Con la prima ondata di riforme per il decentramento, già nel 1981 François Mitterrand disse che se “la Francia ha avuto bisogno di un potere forte e centralizzato per costituirsi oggi ha bisogno di un potere decentrato per non disfarsi“. Nei trent’anni che sono trascorsi, quasi tutti i governi hanno messo mano a nuove riforme: con più forte decentramento, ma anche nel tentativo di contenerne i costi.
NON SOLO EFFICIENZA
Il governo di Manuel Valls deve rispondere al cattivo rapporto deficit-PIL del 3,8% con riforme strutturali, tra cui quelle del sistema pubblico. La proposta di raccomandazione della Commissione europea indica la necessità di rientrare in fretta nei ranghi, e Valls ha annunciato nel programma di stabilità un piano di riduzione a regime della spesa di 50 miliardi, di cui 11 miliardi dalle collettività locali. L’annuncio ai primi di aprile aveva scatenato un dibattito subito molto acceso, anche all’interno del Partito socialista.
VALLS CI RIPROVA
Il suo capo, il presidente François Hollande, aveva già abbandonato la riforma di Sarkozy, che pure prevedeva una riduzione del personale politico. Tentativi di semplificazione del “millefoglie territoriale” durano infatti da anni, e i più recenti lasciavano ai territori il compito di procedere. In Alsazia sembrava naturale riunire in unica struttura politica e amministrativa la Regione e i due Dipartimenti del nord e del sud, ma nella proposta finale elaborata dal ceto politico locale si salvarono non solo le vecchie assemblee dei dipartimenti ma anche nuove assemblee di “prossimità”. Al referendum del 7 aprile 2013 parve a tutti che la soluzione non era stata trovata e i cittadini votarono contro, mettendo così una pietra tombale sul metodo partecipativo. L’iniziativa di riforma passava quindi all’amministrazione centrale.
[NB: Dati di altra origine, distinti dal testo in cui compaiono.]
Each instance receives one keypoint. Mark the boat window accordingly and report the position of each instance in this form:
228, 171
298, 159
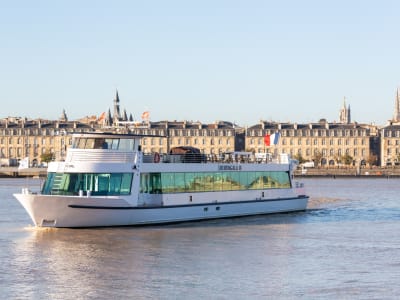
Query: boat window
98, 184
126, 144
210, 182
114, 144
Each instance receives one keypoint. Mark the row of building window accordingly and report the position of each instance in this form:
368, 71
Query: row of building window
293, 132
284, 141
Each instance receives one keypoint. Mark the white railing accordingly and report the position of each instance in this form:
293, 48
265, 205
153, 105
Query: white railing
76, 155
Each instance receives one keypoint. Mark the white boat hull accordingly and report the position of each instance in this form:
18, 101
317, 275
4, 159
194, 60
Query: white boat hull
67, 211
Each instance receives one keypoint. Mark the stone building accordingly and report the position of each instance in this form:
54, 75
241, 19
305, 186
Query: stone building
324, 143
211, 139
20, 138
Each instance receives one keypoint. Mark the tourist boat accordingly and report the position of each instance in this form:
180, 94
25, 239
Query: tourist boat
106, 180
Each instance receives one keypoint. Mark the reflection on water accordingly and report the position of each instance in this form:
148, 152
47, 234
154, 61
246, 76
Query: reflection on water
344, 246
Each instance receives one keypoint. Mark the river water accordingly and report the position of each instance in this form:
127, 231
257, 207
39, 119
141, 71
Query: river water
345, 246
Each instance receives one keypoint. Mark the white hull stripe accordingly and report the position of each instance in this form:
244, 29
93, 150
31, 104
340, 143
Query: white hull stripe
183, 205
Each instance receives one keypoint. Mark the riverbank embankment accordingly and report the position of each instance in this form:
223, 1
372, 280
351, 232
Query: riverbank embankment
348, 172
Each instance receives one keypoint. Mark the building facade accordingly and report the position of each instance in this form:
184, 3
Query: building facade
327, 144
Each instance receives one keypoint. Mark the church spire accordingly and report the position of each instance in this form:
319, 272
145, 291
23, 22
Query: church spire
396, 116
117, 115
344, 115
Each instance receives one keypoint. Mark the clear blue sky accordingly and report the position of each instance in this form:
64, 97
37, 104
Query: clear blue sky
239, 61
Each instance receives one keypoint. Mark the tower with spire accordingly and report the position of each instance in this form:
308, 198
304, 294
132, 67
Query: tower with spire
396, 115
117, 115
344, 115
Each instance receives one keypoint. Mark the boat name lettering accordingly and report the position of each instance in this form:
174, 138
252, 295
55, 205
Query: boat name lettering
229, 168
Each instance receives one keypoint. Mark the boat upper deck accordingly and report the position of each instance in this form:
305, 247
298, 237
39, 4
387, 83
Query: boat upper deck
122, 148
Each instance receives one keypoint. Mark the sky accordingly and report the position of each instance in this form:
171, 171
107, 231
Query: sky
238, 61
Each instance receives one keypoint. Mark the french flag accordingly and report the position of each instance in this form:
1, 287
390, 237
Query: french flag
272, 139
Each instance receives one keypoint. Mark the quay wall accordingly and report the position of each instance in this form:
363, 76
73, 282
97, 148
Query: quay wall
309, 172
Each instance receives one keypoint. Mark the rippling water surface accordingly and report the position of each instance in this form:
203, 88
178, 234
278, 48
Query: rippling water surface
345, 246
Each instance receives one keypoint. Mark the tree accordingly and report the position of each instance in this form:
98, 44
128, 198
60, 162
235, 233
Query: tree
47, 157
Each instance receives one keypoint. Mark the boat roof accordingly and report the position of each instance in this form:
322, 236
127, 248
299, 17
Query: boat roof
98, 134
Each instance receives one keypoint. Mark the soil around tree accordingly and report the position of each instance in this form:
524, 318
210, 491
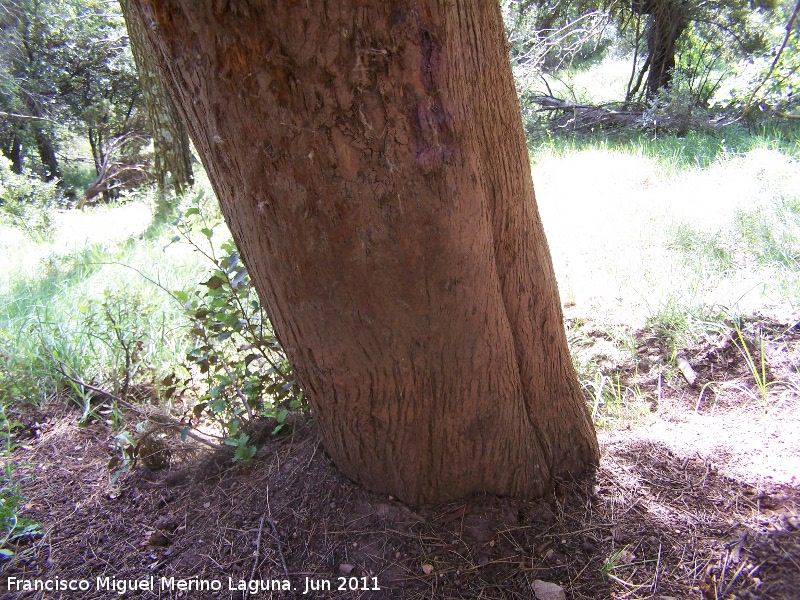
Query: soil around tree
698, 501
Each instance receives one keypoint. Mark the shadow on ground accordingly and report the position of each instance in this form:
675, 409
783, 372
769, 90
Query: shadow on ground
651, 524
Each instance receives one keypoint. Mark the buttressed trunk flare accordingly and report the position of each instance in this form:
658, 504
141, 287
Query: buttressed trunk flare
370, 161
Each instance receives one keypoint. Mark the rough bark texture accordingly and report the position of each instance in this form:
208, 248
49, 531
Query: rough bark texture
667, 22
370, 161
170, 139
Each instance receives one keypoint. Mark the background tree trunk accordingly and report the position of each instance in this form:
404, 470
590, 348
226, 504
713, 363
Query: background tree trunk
170, 139
666, 23
371, 164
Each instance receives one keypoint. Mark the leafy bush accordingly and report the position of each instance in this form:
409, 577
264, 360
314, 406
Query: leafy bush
25, 200
237, 368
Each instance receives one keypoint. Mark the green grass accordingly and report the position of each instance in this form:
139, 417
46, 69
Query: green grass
62, 300
674, 154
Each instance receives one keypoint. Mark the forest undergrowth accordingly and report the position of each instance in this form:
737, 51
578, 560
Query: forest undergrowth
127, 384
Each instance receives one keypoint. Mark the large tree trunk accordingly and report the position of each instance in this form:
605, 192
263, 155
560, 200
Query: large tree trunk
370, 161
170, 139
12, 150
666, 23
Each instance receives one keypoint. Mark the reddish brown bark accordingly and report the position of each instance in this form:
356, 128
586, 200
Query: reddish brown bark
370, 161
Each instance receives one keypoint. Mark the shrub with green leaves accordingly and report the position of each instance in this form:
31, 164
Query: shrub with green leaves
25, 200
237, 368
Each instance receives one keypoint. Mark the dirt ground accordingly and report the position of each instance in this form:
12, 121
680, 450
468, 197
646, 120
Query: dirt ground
699, 499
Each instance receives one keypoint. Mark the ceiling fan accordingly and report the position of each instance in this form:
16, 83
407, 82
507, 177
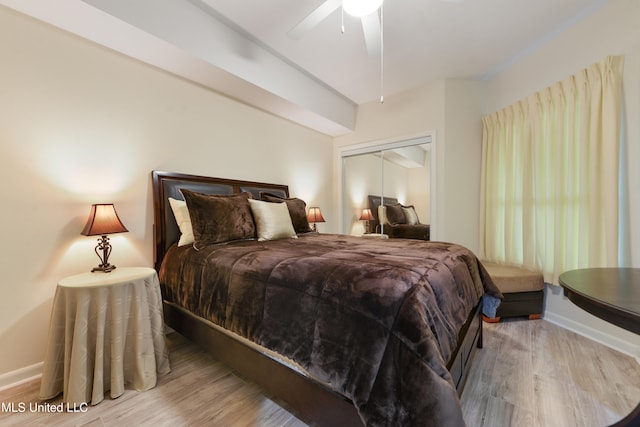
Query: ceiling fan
366, 10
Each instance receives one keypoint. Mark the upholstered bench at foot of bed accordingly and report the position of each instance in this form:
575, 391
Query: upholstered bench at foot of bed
523, 291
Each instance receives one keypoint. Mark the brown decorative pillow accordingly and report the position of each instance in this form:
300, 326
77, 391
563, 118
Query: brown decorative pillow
219, 218
297, 210
395, 214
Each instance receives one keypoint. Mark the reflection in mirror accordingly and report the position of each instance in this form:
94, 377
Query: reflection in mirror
396, 174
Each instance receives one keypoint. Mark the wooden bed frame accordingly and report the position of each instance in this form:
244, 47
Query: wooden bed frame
309, 400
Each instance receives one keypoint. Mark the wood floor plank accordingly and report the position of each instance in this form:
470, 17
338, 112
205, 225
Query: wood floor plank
531, 373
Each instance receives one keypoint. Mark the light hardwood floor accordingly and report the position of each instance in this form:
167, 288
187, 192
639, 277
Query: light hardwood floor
529, 373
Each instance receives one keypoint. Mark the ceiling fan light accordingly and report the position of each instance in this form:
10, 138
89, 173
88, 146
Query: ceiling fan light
360, 8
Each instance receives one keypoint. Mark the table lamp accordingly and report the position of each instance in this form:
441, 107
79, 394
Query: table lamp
314, 216
103, 220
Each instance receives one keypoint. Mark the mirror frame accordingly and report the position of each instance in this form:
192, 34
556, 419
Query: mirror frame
380, 145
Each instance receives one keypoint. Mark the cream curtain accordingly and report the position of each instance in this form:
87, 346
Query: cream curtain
549, 186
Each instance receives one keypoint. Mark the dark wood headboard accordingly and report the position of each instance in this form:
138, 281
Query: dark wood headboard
168, 184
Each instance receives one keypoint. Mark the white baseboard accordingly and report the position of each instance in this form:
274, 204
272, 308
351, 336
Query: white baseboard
20, 376
595, 335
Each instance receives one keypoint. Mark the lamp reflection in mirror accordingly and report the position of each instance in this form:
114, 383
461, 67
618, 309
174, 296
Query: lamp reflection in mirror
366, 216
314, 216
103, 220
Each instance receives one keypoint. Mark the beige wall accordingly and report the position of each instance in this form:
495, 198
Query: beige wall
611, 30
80, 124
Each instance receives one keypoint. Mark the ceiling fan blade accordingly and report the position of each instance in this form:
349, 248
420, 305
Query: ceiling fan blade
371, 29
314, 18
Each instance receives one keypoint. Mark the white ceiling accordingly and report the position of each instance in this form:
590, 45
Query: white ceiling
241, 47
424, 40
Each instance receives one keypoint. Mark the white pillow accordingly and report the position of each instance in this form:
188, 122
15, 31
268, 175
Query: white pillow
181, 213
273, 220
410, 215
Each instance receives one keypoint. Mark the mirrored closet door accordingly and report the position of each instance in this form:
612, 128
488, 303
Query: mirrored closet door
396, 175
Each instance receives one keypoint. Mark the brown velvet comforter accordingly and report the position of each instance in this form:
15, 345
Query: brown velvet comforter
376, 319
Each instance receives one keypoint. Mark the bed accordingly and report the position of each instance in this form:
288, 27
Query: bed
401, 221
387, 344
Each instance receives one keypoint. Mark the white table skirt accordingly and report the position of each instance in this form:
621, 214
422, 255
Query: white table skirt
106, 331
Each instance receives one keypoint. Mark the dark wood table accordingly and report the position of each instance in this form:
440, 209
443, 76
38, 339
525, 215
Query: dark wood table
613, 295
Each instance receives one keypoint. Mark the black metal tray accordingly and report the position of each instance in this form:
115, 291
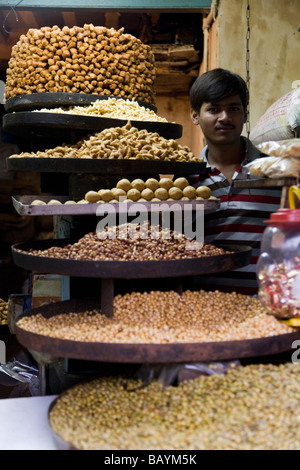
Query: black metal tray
23, 207
145, 353
27, 102
24, 122
104, 166
126, 269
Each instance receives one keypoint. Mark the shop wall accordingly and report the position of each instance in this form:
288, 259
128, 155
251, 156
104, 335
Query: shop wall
274, 57
274, 47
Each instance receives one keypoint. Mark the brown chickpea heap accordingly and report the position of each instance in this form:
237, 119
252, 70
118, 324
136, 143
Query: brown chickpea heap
131, 242
88, 59
164, 318
249, 408
124, 142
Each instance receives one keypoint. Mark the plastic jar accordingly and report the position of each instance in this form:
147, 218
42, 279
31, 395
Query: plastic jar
278, 267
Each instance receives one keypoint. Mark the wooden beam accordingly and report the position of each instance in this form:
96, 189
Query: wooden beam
117, 5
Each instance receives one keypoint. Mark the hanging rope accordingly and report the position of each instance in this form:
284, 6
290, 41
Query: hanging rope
12, 8
248, 66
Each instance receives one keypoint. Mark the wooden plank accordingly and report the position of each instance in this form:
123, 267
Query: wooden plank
117, 5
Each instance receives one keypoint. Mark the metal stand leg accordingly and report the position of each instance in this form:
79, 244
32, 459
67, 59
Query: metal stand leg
107, 297
43, 379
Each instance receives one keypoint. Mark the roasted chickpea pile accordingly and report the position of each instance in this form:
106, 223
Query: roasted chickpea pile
3, 312
88, 59
252, 407
125, 142
164, 318
131, 242
115, 108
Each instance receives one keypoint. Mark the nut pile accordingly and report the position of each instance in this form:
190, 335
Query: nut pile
131, 242
250, 408
110, 108
164, 189
88, 59
124, 142
3, 312
164, 318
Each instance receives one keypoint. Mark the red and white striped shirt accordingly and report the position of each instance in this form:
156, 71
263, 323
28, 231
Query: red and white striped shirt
238, 221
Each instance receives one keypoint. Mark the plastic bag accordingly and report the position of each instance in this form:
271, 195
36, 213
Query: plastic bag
280, 120
275, 167
282, 148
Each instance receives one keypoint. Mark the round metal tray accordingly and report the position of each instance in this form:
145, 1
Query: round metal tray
104, 166
145, 353
24, 122
49, 100
126, 269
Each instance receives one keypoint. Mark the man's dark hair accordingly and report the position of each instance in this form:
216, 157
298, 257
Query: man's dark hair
216, 85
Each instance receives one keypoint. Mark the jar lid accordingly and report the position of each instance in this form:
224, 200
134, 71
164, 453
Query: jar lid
284, 216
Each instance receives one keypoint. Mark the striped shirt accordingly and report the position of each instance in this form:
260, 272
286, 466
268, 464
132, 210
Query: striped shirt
238, 221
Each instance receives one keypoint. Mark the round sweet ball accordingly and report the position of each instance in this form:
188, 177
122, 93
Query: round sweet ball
147, 194
181, 183
92, 196
203, 191
107, 195
133, 194
138, 184
190, 192
165, 183
38, 202
175, 193
161, 194
118, 193
124, 184
152, 183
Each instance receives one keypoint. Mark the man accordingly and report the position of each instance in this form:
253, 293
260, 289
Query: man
219, 100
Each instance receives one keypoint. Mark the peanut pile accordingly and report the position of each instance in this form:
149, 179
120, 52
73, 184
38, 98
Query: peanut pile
250, 408
111, 108
164, 318
124, 142
131, 242
88, 59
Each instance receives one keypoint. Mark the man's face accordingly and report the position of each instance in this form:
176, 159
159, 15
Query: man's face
221, 122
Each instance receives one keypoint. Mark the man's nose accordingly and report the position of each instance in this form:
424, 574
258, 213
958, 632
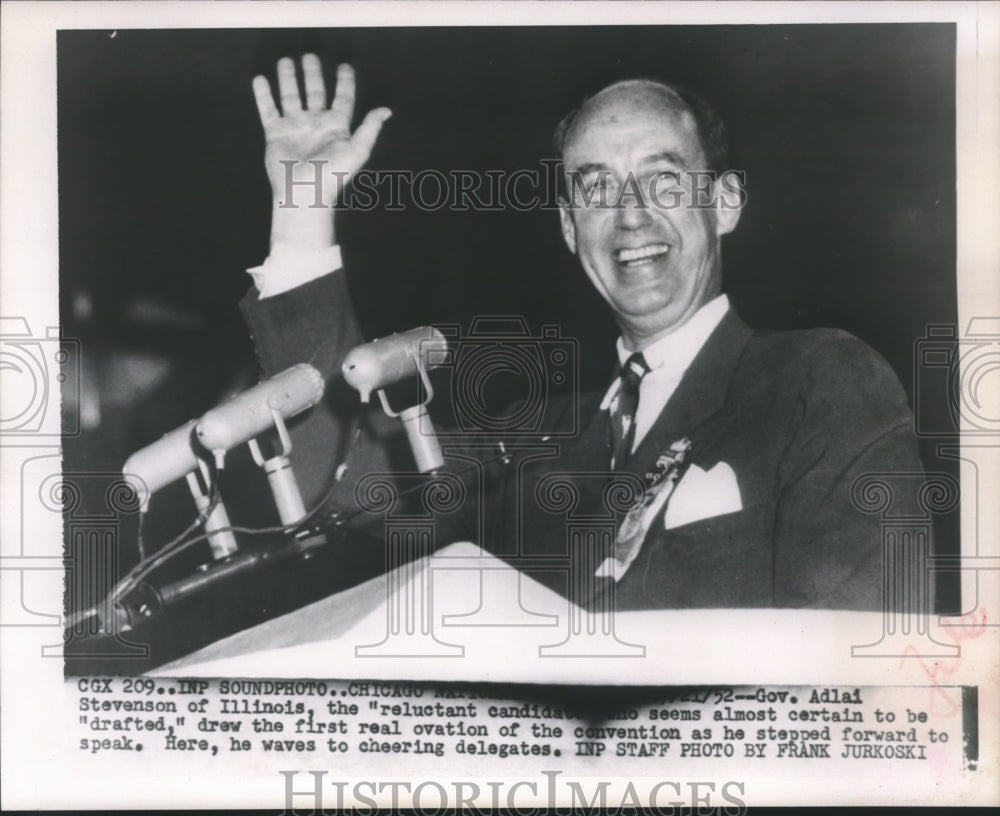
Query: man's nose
632, 212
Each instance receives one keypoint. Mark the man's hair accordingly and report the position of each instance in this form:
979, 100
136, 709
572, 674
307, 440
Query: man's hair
709, 126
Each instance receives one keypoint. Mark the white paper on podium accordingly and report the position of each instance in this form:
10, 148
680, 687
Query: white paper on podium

UN REGIONALISMO SEMPLIFICATO
Dopo l’annuncio al parlamento in aprile, gli incontri con le forze politiche e vari presidenti di regione, il 3 giugno, con un intervento pubblicato sui quotidiani regionali, Hollande ha reso noto il contorno dell’iniziativa che Valls presenterà con due progetti di legge il 18 giugno prossimo. Le regioni diventano più grandi, passano da 20 a 14, acquisiscono più poteri, nei trasporti, infrastrutture e scuola e per lo sviluppo economico. I 100 dipartimenti (di cui cinque d’oltremare) saranno eliminati in modo progressivo entro il 2020 e i loro poteri verranno delegati alle Regioni, e verso il basso, cioè ad un livello di gestione intercomunale, più che ai comuni stessi. Il presidente Hollande evoca una dimensione ottimale delle Regioni, e pensa alla Germania, che conta sedici Laender su una popolazione di ottanta milioni di abitanti. Come per l’Italia, punta a eliminare un livello di governo territoriale, ma il paragone tra provincia italiana e dipartimento francese – nato con Napoleone – è difficile, per il suo radicamento nel sentire dell’opinione pubblica e perché la dimensione del dipartimento rimarrà intatta per i servizi decentrati e prefettizi dello Stato. Dopo anni di tentativi falliti di fusione, il problema dei comuni rimane infine incardinato nella gestione associata dei servizi, che dal 2010 è ricondotta negli EPCI “Enti pubblici di cooperazione intercomunale”, a fiscalità propria e in molti casi con assemblea eletta direttamente dai cittadini. La riforma punta a rafforzarli con limite minimo di 20 mila abitanti rispetto a quello attuale di 5 mila: è il cosiddetto ambito di vita (bassin de vie) in cui si dispiegano le attività economiche e sociali dei singoli cittadini.
LE REAZIONI
Le reazioni sono evidentemente forti, e vanno dalle accuse del centro e di François Bayrou di sommarietà e astrattismo, a discussioni sulle identità territoriali in parte destinate a riunirsi ma anche ad affermarsi, come nel caso bretone, alla rumorosa opposizione di Marine Le Pen sulla “deriva federalista”. Dopo l’esame dei progetti di legge alla riunione dell’esecutivo del 18 giugno, il 4 luglio dovrà iniziare il dibattito in parlamento.